In this work, the authors propose a two-stage learning framework namely REAP to tackle CDFSL problem. During the source domain training, REAP randomly masks the most discriminative region and fill the erased region by random prompts, then optimize the pretrained ViT on source data. And during target domain fine-tuning, REAP optimizes the learnable prompt to adapt to target data. The proposed REAP achieves comparable performance among all methods on multiple benchmarks.

给作者的问题

We recommend the authors to clarify the different between VPT (with backbone pretraining) and the proposed method. The proposed method has large similarity with VPT, which may limit the novelty of proposed method, though this work try to investigate the performance issue from SAM aspect.

论据与证据

The claim is relative weak, previous work [1] manages to discuss some similar experimental results regarding learning prompts on source dataset and direct evaluation on target datasets, but prompt tuning is enough to tackle this issue.
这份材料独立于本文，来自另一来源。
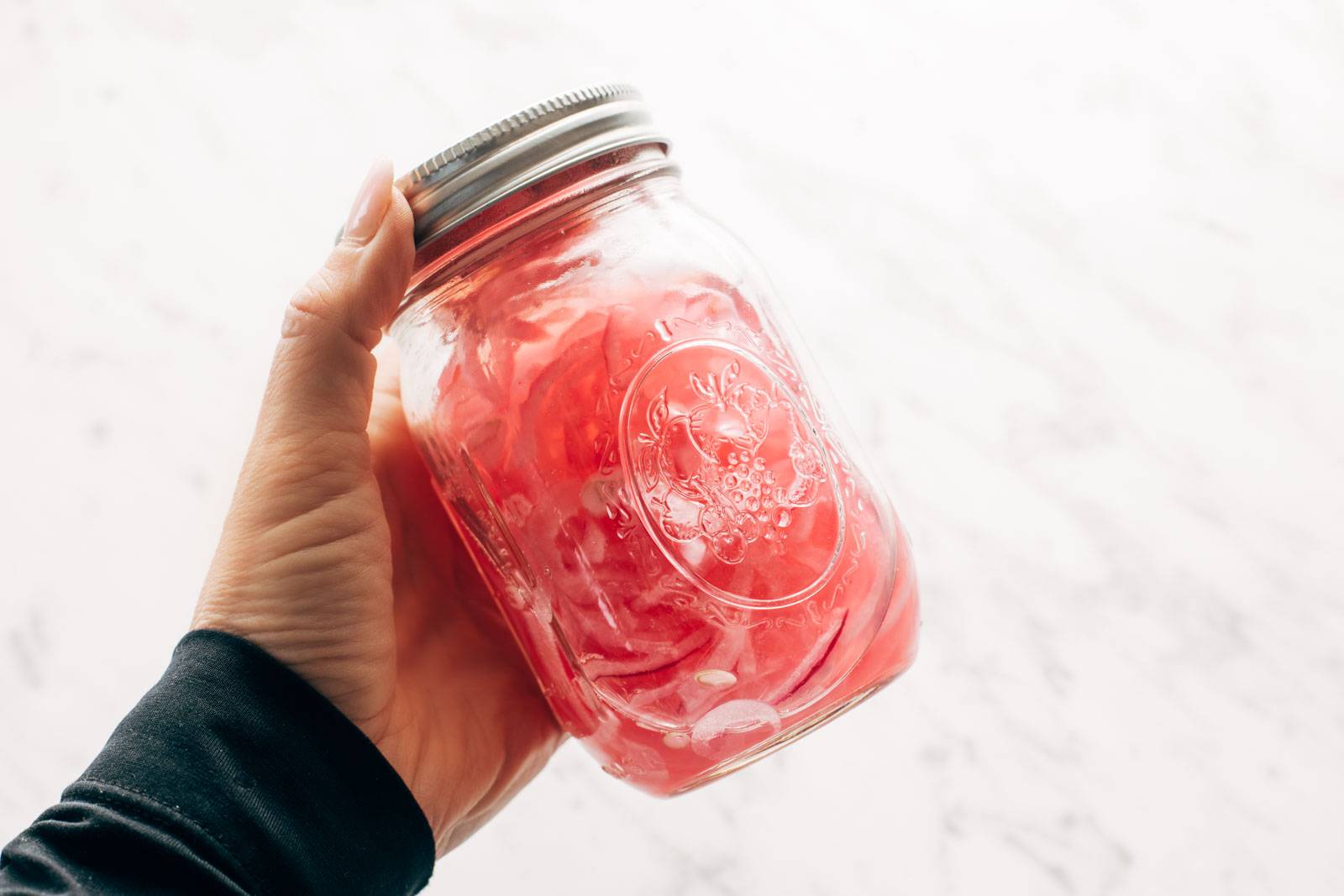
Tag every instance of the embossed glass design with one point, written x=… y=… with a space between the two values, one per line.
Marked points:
x=676 y=531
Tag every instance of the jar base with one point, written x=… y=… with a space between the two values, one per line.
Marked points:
x=781 y=741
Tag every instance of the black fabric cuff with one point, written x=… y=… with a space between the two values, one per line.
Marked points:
x=259 y=768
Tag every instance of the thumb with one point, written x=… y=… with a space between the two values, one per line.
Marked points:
x=322 y=378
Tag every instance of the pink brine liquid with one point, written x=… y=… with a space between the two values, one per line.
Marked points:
x=694 y=566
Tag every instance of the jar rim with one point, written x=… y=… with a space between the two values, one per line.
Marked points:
x=522 y=149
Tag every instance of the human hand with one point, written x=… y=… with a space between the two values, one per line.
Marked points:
x=338 y=559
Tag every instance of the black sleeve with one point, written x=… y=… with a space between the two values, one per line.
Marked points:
x=233 y=775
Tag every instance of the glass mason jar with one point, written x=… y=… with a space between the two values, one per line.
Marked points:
x=678 y=533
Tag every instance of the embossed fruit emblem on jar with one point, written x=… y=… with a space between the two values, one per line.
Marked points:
x=730 y=473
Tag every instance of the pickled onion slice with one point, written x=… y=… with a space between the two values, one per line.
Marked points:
x=811 y=663
x=656 y=658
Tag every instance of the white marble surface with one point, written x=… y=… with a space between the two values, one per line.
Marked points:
x=1074 y=269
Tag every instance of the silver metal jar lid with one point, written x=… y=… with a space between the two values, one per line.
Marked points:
x=522 y=149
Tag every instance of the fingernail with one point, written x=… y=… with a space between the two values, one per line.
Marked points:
x=371 y=202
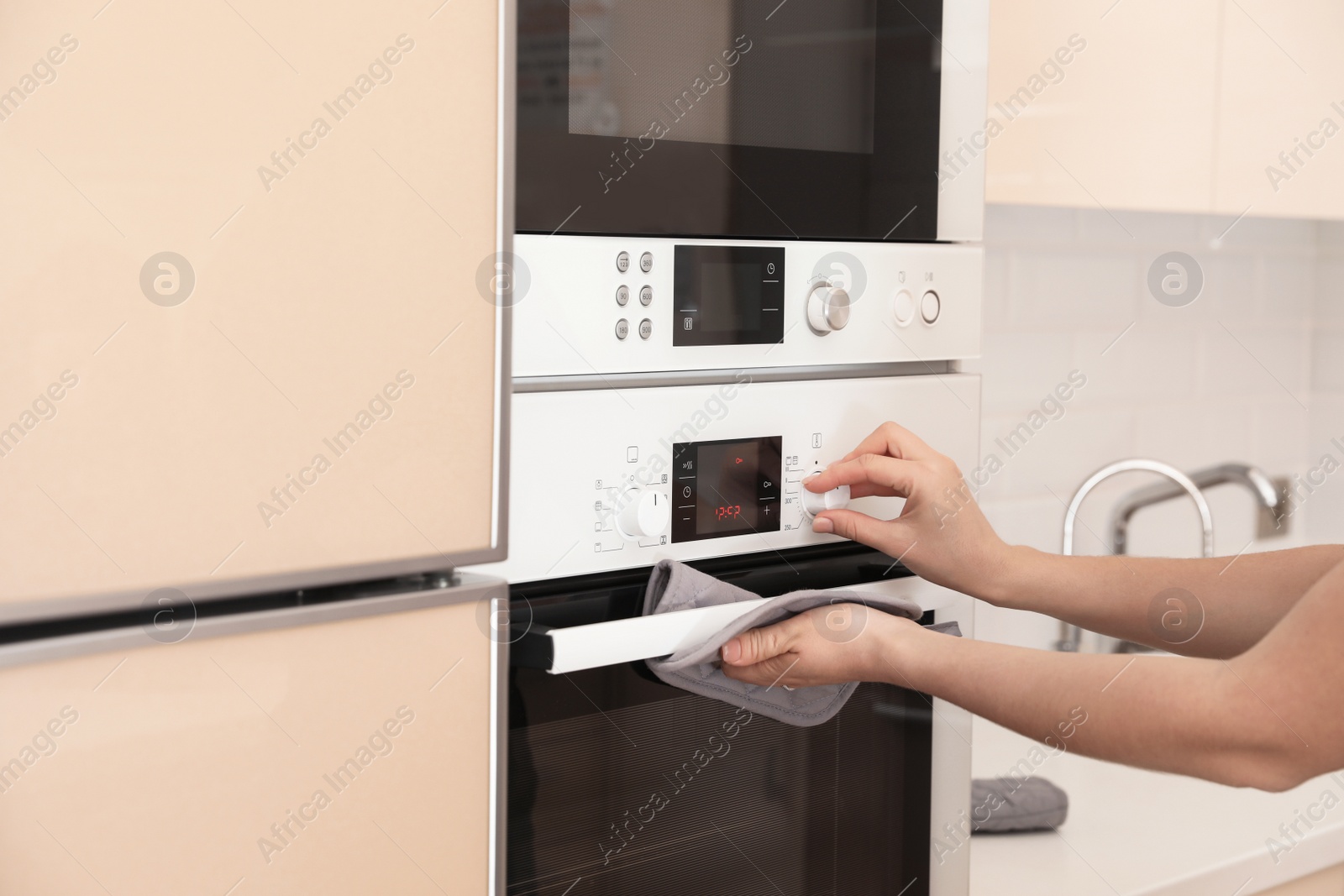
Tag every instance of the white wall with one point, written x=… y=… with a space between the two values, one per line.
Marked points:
x=1222 y=379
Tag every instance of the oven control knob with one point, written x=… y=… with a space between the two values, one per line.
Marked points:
x=828 y=308
x=815 y=503
x=643 y=513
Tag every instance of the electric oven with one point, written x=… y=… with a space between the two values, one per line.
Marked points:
x=620 y=783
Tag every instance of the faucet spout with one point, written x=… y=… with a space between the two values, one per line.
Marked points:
x=1272 y=501
x=1070 y=636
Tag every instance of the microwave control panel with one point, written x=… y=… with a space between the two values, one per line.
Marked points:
x=625 y=305
x=625 y=477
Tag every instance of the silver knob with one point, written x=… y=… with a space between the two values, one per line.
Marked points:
x=828 y=308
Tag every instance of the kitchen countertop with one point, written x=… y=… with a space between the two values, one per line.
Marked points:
x=1136 y=832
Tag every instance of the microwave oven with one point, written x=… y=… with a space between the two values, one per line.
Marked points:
x=709 y=184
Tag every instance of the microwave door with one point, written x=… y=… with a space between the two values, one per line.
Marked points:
x=342 y=748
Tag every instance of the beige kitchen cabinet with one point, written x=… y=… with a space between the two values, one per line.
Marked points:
x=1126 y=123
x=1323 y=883
x=255 y=351
x=1182 y=107
x=248 y=338
x=1281 y=110
x=336 y=748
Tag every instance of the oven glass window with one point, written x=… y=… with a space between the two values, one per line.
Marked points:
x=726 y=488
x=698 y=73
x=618 y=785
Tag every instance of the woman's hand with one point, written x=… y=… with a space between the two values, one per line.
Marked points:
x=941 y=532
x=826 y=645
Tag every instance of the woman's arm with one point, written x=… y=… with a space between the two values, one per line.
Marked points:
x=1268 y=719
x=1215 y=607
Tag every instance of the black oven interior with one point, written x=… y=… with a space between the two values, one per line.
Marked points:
x=618 y=783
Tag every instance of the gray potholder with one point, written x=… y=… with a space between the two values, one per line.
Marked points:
x=1000 y=805
x=675 y=586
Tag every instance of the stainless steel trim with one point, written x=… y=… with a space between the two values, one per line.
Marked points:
x=714 y=378
x=506 y=137
x=496 y=875
x=468 y=587
x=499 y=752
x=206 y=591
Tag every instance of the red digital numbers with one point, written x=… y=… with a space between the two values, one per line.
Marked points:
x=730 y=511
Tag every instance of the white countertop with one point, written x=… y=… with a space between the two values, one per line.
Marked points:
x=1136 y=832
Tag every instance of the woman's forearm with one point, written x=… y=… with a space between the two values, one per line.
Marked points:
x=1202 y=607
x=1187 y=716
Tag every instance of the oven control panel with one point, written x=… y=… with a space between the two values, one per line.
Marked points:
x=625 y=477
x=622 y=305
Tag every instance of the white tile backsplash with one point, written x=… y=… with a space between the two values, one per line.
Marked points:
x=1213 y=382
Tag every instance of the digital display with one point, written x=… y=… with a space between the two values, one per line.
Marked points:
x=727 y=296
x=726 y=488
x=730 y=297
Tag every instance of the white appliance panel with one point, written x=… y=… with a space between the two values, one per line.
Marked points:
x=581 y=458
x=570 y=318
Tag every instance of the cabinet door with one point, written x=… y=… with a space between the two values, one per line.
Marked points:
x=1281 y=110
x=250 y=338
x=1126 y=123
x=323 y=757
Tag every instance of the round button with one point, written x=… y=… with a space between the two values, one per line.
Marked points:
x=643 y=513
x=828 y=308
x=905 y=307
x=817 y=501
x=931 y=307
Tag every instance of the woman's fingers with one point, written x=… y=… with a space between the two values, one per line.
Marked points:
x=757 y=645
x=893 y=439
x=885 y=535
x=870 y=473
x=766 y=673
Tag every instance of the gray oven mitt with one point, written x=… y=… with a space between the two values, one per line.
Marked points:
x=675 y=586
x=1016 y=804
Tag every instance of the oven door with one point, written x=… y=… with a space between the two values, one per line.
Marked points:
x=750 y=118
x=620 y=783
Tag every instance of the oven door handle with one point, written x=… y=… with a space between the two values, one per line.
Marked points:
x=618 y=641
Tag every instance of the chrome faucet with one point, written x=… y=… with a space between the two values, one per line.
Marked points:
x=1070 y=636
x=1272 y=500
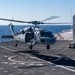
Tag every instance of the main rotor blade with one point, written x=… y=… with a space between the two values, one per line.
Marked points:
x=50 y=18
x=14 y=20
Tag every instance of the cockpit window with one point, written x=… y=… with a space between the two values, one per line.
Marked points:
x=46 y=34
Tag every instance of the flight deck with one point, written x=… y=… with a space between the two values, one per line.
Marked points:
x=58 y=60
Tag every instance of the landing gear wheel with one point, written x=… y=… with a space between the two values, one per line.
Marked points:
x=30 y=47
x=48 y=47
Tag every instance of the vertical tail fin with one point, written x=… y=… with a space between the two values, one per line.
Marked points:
x=74 y=28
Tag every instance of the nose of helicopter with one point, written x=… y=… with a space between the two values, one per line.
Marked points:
x=48 y=40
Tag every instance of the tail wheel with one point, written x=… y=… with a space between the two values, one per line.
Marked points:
x=30 y=47
x=48 y=47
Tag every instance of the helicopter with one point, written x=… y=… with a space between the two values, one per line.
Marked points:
x=34 y=34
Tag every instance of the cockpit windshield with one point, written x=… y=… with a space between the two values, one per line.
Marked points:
x=46 y=34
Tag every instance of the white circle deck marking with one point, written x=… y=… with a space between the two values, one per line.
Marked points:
x=64 y=67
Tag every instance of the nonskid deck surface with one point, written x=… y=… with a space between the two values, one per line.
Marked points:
x=59 y=60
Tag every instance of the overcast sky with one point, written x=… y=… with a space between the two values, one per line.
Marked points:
x=29 y=10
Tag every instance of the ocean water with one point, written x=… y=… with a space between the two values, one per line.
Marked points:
x=5 y=30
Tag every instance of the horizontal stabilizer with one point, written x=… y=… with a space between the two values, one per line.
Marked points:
x=7 y=37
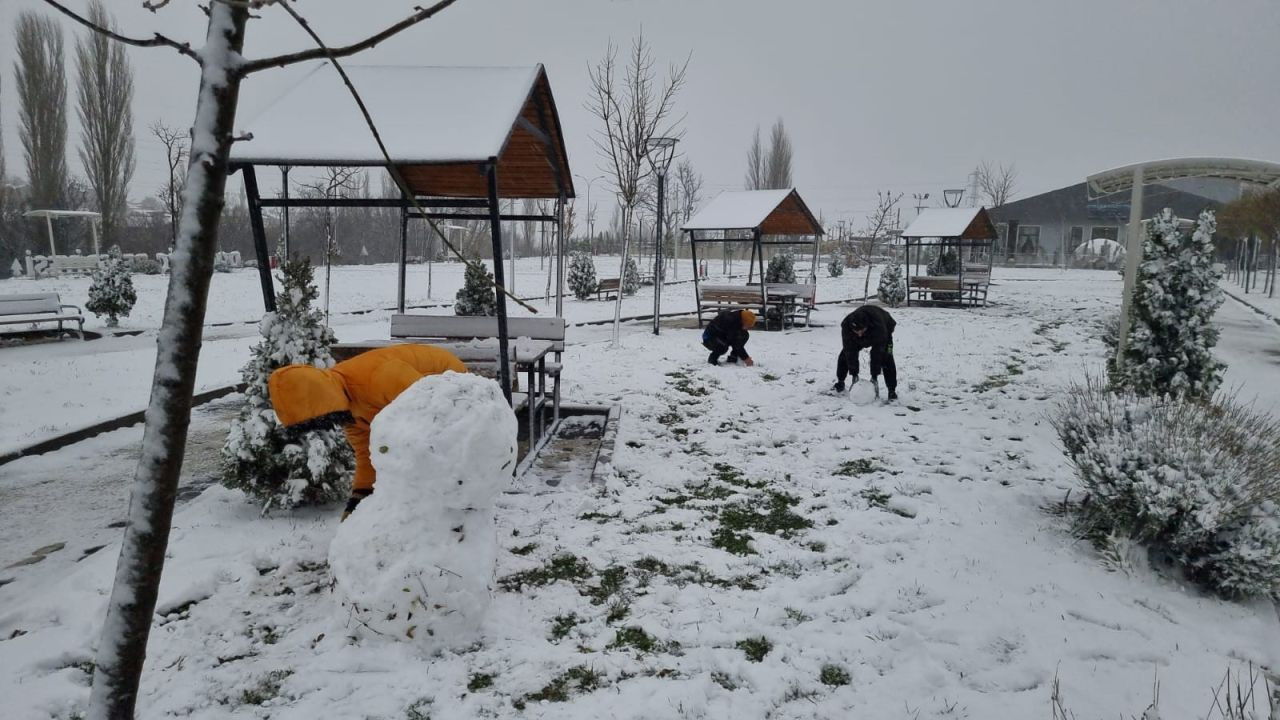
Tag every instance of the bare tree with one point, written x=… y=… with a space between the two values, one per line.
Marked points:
x=122 y=647
x=41 y=80
x=176 y=156
x=631 y=109
x=996 y=182
x=777 y=164
x=881 y=226
x=105 y=94
x=336 y=182
x=757 y=173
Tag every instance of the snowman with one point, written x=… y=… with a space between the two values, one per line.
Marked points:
x=416 y=559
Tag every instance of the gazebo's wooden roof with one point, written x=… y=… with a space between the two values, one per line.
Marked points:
x=949 y=223
x=440 y=126
x=771 y=212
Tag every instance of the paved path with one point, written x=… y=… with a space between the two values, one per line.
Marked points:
x=1251 y=347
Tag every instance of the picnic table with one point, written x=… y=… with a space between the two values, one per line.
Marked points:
x=480 y=356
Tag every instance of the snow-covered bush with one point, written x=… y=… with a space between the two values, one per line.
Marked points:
x=1171 y=332
x=416 y=559
x=892 y=287
x=286 y=468
x=782 y=269
x=631 y=277
x=476 y=296
x=144 y=265
x=581 y=276
x=1197 y=481
x=112 y=291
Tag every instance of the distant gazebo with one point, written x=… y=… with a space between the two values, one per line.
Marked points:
x=968 y=233
x=760 y=218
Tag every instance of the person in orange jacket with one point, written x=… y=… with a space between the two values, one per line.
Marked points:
x=351 y=393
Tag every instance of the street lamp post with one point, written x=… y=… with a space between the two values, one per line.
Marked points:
x=590 y=218
x=661 y=151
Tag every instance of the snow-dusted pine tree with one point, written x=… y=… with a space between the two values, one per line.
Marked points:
x=112 y=292
x=581 y=276
x=287 y=468
x=782 y=269
x=1171 y=332
x=892 y=288
x=631 y=277
x=476 y=296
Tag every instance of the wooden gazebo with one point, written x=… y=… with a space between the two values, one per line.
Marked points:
x=464 y=140
x=965 y=231
x=760 y=218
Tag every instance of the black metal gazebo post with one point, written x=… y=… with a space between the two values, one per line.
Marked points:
x=496 y=229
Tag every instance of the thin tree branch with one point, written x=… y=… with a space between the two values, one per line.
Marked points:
x=391 y=165
x=158 y=41
x=324 y=53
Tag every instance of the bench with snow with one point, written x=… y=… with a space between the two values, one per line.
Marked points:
x=608 y=287
x=972 y=288
x=39 y=308
x=455 y=327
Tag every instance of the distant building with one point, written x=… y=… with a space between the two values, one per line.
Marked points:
x=1046 y=228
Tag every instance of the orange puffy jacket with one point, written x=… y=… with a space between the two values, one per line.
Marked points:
x=361 y=386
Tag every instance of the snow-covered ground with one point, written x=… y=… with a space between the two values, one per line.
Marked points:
x=906 y=568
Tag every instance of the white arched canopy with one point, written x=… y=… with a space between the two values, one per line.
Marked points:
x=1257 y=173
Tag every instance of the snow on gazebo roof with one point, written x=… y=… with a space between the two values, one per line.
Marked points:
x=449 y=118
x=969 y=223
x=773 y=212
x=62 y=214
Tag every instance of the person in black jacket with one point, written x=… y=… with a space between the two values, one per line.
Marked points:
x=867 y=327
x=728 y=333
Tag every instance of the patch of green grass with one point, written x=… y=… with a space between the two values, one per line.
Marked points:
x=611 y=583
x=479 y=682
x=796 y=615
x=876 y=496
x=420 y=710
x=833 y=675
x=266 y=688
x=854 y=468
x=755 y=648
x=728 y=541
x=723 y=680
x=566 y=566
x=579 y=678
x=562 y=625
x=636 y=638
x=777 y=518
x=618 y=610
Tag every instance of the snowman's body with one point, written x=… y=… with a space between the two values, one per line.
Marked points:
x=416 y=559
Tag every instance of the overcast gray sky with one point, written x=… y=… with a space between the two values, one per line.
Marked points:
x=903 y=95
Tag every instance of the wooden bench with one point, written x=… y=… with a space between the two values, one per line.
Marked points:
x=805 y=297
x=73 y=264
x=608 y=286
x=39 y=308
x=969 y=290
x=455 y=327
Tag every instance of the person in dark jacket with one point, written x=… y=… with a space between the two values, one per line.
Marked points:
x=728 y=333
x=868 y=327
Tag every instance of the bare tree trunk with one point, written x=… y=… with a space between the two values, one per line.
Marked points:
x=122 y=647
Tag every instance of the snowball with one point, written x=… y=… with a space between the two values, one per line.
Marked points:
x=416 y=559
x=448 y=440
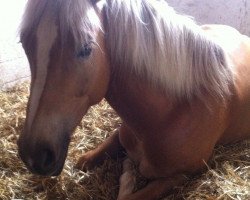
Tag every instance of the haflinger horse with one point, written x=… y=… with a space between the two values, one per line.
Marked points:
x=179 y=88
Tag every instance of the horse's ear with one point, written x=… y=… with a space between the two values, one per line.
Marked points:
x=94 y=1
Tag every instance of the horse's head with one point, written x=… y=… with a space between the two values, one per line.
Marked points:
x=64 y=43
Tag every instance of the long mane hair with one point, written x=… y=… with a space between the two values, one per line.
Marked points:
x=168 y=50
x=147 y=38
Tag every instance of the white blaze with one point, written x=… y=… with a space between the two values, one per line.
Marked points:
x=46 y=36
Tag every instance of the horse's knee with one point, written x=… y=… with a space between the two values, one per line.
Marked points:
x=127 y=180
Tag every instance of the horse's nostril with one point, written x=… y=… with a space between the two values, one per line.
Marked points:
x=47 y=159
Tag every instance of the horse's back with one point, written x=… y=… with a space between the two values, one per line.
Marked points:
x=237 y=48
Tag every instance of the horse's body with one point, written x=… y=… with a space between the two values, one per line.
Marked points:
x=173 y=113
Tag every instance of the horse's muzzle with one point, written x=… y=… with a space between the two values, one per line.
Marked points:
x=42 y=157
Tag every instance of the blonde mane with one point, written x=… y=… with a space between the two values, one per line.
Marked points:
x=148 y=38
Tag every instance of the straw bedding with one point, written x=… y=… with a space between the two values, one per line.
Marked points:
x=227 y=177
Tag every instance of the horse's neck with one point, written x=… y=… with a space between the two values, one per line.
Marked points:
x=137 y=103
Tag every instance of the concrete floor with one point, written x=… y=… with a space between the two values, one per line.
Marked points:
x=13 y=63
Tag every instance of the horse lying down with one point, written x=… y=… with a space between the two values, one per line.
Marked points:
x=179 y=88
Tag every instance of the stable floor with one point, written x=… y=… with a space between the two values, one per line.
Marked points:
x=13 y=63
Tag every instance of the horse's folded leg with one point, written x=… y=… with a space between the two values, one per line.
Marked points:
x=111 y=147
x=155 y=189
x=127 y=180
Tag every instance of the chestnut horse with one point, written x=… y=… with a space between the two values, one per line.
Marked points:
x=179 y=88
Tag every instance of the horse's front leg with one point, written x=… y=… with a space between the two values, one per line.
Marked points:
x=111 y=147
x=153 y=191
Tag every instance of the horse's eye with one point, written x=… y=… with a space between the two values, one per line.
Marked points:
x=85 y=51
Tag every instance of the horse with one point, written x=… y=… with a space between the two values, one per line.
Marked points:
x=179 y=88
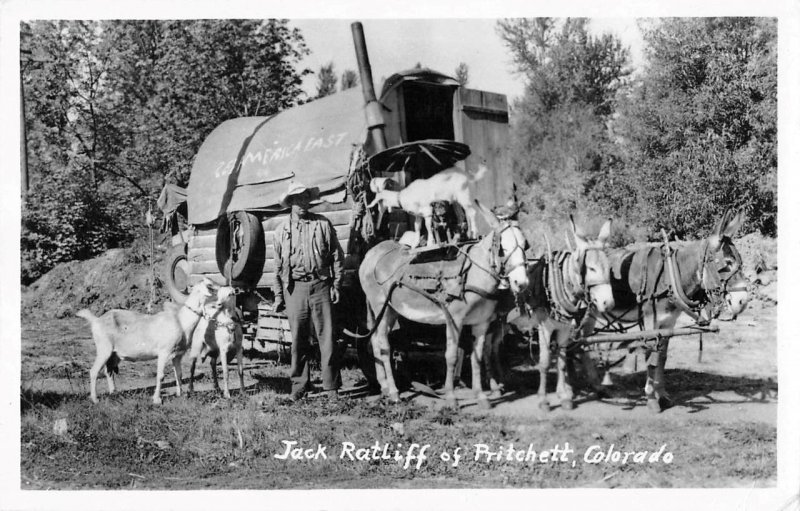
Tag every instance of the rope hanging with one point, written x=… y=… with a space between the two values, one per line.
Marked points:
x=150 y=220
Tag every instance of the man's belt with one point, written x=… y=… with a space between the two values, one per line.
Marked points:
x=305 y=278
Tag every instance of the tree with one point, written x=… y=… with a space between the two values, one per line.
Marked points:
x=700 y=130
x=462 y=74
x=326 y=80
x=114 y=106
x=349 y=79
x=560 y=139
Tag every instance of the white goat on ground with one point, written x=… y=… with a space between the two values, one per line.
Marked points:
x=220 y=336
x=129 y=335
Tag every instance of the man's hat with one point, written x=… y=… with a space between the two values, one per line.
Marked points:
x=296 y=188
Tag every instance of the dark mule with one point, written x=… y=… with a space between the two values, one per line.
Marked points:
x=462 y=291
x=563 y=285
x=652 y=292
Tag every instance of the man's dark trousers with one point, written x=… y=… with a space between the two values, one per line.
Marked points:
x=307 y=303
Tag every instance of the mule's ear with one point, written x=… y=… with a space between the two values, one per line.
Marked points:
x=494 y=223
x=568 y=238
x=605 y=232
x=580 y=239
x=734 y=224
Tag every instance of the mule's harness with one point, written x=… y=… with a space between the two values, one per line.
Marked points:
x=495 y=253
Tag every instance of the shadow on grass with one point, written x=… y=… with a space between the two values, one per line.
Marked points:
x=688 y=387
x=30 y=398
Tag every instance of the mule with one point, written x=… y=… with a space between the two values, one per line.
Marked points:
x=651 y=294
x=475 y=279
x=563 y=285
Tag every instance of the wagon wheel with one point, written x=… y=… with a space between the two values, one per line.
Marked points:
x=366 y=363
x=177 y=274
x=512 y=350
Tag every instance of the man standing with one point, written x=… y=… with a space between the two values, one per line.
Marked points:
x=308 y=277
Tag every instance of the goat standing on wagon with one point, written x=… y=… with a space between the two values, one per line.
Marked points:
x=129 y=335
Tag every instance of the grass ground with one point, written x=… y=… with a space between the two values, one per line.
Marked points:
x=721 y=434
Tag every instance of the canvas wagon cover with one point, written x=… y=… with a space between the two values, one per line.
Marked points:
x=247 y=163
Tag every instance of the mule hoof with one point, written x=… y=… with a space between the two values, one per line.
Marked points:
x=602 y=394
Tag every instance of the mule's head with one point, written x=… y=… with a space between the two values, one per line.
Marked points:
x=723 y=265
x=511 y=250
x=591 y=267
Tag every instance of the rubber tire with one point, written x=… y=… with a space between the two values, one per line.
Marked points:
x=176 y=274
x=250 y=262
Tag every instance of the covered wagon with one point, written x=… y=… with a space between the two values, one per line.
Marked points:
x=245 y=164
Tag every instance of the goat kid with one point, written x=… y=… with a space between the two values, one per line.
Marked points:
x=128 y=335
x=219 y=336
x=451 y=185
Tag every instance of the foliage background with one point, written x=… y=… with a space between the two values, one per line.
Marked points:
x=114 y=109
x=690 y=135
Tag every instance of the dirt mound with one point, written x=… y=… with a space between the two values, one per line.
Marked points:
x=119 y=279
x=760 y=260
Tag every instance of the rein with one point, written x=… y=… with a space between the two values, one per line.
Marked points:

[1] Learning to Prompt for Vision-Language Models, IJCV

方法与评估标准

Though the authors discuss the problem from sharpness aware minimization aspect, the proposed method is still a vanilla pretraining on source and prompt tuning on target paradigm. The reviewer still doubt the novelty of the proposed method.

理论论述

The theoretical claim is also weak. The perturbation ϵ is relative small and ensures that ω+ ϵ is nearby ω in the loss landscape. However, the proposed method introduce too many random registers to construct learn more domain-agnostic information, which is conflict with original SAM hypothesis.

实验设计与分析

The experimental results are not sufficient, some important analysis is lacked. For example, the ablation study of random erasing strategy (i.e., simply masking but not using random registers to fill), initialization methods of random registry, and comparison between the proposed method and VPT.

补充材料

The reviewer has read the supplementary material. The useful parts include: Similar Impact on deep prompts and Adapting the Random Registers to different std.

与现有文献的关系

The proposed method largely related to few-shot learning and prompt tuning, but has limited contribution to future work of these topics.

遗漏的重要参考文献

[1] Visual Prompt Tuning, ECCV 2022

其他优缺点

N/A.

其他意见或建议

See all above weakness for details.

作者回复

Thank you for your suggestion.

1. Claims

[1] studies the effectiveness of prompt learning in in-domain data, while we specifically target extreme cross-domain shifts (e.g., natural images to satellite images), where standard prompt tuning fails. As shown below, REAP outperforms [1] by +30% under 5-shot source domain pretraining settings and by +9% under target domain finetuning. To further validate REAP’s effectiveness, we conducted extensive comparisons with prominent prompt tuning methods (e.g., VPT, CoOp, MaPLe) across extreme cross-domain benchmarks.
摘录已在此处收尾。